Implementing Newton-Raphson:

```r
beta <- c(mean(log(bike$crashes)), 0, 0)
X <- cbind(1, bike$traffic_vol, bike$pct_rural)
y <- bike$crashes
offset <- bike$pop
iter <- 1
delta <- 1

temp <- matrix(0, nrow = 500, ncol = 3)

while(delta > 0.000001 & iter < 500){
  old <- beta
  beta <- old - solve(d2ofs(beta = beta, X = X, y = y, offset = offset)) %*% 
                d1ofs(beta = beta, X = X, y = y, offset = offset)
  temp[iter,] <- beta
  
  delta <- sqrt(sum((beta - old)^2))
  iter <- iter + 1
}
```

---

### Poisson regression with offset

```r
round(beta, 6)
```

```
##           [,1]
## [1,] -6.916803
## [2,] -0.000047
## [3,] -0.010936
```

```r
round(m3$coefficients, 6)
```

```
## (Intercept) traffic_vol   pct_rural 
##   -6.916803   -0.000047   -0.010936
```

Our manual Newton-Raphson code lines up, as expected.

---

### Fisher Scoring

---

### Fisher Scoring

Fisher Scoring replaces `$\nabla^2 \log \mathcal{L}$` with the expected 
Fisher information:

`\begin{align*}
E\Large(\left(\nabla\log\mathcal{L} \right)\left(\nabla\log\mathcal{L} \right)^T \Large),
\end{align*}`

which is asymptotically equivalent to the Hessian.
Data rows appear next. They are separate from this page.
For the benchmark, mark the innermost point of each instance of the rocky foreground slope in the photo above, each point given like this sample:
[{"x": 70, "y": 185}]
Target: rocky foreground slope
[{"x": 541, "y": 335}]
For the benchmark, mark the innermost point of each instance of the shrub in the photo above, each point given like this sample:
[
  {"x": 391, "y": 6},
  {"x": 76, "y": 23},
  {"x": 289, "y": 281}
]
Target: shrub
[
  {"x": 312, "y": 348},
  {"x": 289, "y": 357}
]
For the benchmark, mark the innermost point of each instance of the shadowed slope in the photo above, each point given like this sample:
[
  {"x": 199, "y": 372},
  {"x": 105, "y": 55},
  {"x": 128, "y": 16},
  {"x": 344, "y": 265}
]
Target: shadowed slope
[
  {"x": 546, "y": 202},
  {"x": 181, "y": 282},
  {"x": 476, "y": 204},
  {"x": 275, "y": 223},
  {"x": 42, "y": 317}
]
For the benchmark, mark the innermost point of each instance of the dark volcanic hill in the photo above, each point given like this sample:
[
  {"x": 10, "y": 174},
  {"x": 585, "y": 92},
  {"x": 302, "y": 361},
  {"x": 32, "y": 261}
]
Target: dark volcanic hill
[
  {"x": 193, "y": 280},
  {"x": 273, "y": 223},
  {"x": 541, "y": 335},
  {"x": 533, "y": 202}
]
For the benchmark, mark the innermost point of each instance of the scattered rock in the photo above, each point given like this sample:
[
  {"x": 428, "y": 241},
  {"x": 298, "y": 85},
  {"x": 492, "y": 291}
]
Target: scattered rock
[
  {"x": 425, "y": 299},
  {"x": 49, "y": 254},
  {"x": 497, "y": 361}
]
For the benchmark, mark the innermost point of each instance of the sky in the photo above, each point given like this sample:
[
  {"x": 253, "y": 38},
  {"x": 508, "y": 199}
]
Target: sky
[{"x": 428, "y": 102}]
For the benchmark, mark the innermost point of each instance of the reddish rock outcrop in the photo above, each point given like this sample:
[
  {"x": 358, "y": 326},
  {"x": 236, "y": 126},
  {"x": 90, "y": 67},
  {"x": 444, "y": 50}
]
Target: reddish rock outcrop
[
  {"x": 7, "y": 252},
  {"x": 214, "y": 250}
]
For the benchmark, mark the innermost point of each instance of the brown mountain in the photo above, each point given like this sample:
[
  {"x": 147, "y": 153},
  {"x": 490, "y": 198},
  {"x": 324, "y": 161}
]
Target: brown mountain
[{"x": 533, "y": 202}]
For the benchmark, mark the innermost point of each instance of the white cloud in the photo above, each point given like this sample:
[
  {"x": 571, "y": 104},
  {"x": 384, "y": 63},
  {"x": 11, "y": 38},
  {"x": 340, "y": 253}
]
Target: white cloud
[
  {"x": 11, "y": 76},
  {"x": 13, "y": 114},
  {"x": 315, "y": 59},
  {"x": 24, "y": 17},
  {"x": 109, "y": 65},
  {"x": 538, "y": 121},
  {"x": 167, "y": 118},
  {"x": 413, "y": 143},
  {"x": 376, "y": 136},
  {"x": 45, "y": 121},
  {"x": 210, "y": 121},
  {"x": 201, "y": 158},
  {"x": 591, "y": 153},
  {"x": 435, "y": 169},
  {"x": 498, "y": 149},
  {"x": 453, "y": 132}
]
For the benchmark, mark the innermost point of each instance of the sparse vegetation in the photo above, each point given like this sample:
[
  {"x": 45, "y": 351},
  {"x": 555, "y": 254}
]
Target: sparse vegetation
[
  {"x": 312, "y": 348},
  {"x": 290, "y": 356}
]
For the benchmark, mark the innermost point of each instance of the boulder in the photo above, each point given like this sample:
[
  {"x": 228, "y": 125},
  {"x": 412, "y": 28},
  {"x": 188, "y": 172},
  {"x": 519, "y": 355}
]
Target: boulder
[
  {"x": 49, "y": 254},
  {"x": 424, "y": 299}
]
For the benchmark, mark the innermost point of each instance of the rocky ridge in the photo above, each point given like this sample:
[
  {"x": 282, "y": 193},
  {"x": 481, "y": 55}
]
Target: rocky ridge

It's often easier to 
implement because we don't need to take the second derivative.

Fisher Scoring is usually a bit more stable than vanilla Newton-Raphson and
the initial steps usually "get to where we want" faster. Newton-Raphson and 
Fisher Scoring updating steps are identical for GLMs under canonical link.